Page:Lesage - Histoire de Gil Blas de Santillane, 1920, tome 2.djvu/260

Le texte de cette page a été corrigé et est conforme au fac-similé.

Je repris donc le chemin de Lirias, fort satisfait de mon voyage.

Scipion, qui attendait impatiemment mon retour, fut ravi de me revoir, et je redoublai sa joie par la fidèle relation que je lui fis de tout ce qui m’était arrivé. Et toi, mon ami, lui dis-je ensuite, quel usage as-tu fait ici des jours de mon absence ? T’es-tu bien diverti ? Autant, répondit-il, que le peut faire un serviteur qui n’a rien de si cher que la présence de son maître. Je me suis promené en long et en large dans nos petits États ; tantôt assis sur le bord de la fontaine qui est dans le bois, j’ai pris plaisir à contempler la beauté de ses eaux qui sont aussi pures que celles de la fontaine sacrée, dont le bruit faisait retentir la vaste forêt d’Albunea ; et tantôt couché au pied d’un arbre, j’ai entendu chanter les fauvettes et les rossignols. Enfin, j’ai chassé, j’ai pêché, et, ce qui m’a plus satisfait encore que tous ces amusements, j’ai lu plusieurs livres aussi utiles que divertissants.

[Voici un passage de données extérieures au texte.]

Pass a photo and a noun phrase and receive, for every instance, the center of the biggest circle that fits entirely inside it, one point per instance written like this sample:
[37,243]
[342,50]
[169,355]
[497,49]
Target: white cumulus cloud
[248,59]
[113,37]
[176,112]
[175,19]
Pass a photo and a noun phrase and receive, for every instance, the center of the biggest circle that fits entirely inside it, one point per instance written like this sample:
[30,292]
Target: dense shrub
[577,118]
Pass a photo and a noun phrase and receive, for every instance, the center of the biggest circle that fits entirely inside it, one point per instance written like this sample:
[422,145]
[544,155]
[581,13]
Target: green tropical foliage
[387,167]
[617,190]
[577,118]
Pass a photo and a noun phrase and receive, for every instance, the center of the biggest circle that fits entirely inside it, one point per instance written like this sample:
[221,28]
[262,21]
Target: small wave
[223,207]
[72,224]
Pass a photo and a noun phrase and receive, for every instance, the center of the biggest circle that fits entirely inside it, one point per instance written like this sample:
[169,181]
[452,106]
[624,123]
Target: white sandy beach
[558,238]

J’interrompis avec précipitation mon secrétaire pour lui demander où il avait pris ces livres. Je les ai trouvés, me dit-il, dans une belle bibliothèque qu’il y a dans ce château, et que maître Joachim m’a fait voir. Eh ! dans quel endroit, repris-je, peut-elle être, cette prétendue bibliothèque ? n’avons-nous pas visité toute la maison le jour de notre arrivée ? Vous vous l’imaginez, me repartit-il ; mais apprenez que nous ne parcourûmes que trois pavillons, et que nous oubliâmes le quatrième. C’est là que don César, lorsqu’il venait à Lirias, employait une partie de son temps à la lecture. Il y a dans cette bibliothèque de très bons livres qu’on vous a laissés comme une ressource assurée contre l’ennui, quand nos jardins dépouillés de fleurs et nos bois de feuilles n’auront plus de quoi vous en préserver. Les seigneurs de Leyva n’ont pas fait les choses à demi : ils ont songé à la nourriture de l’esprit aussi bien qu’à celle du corps.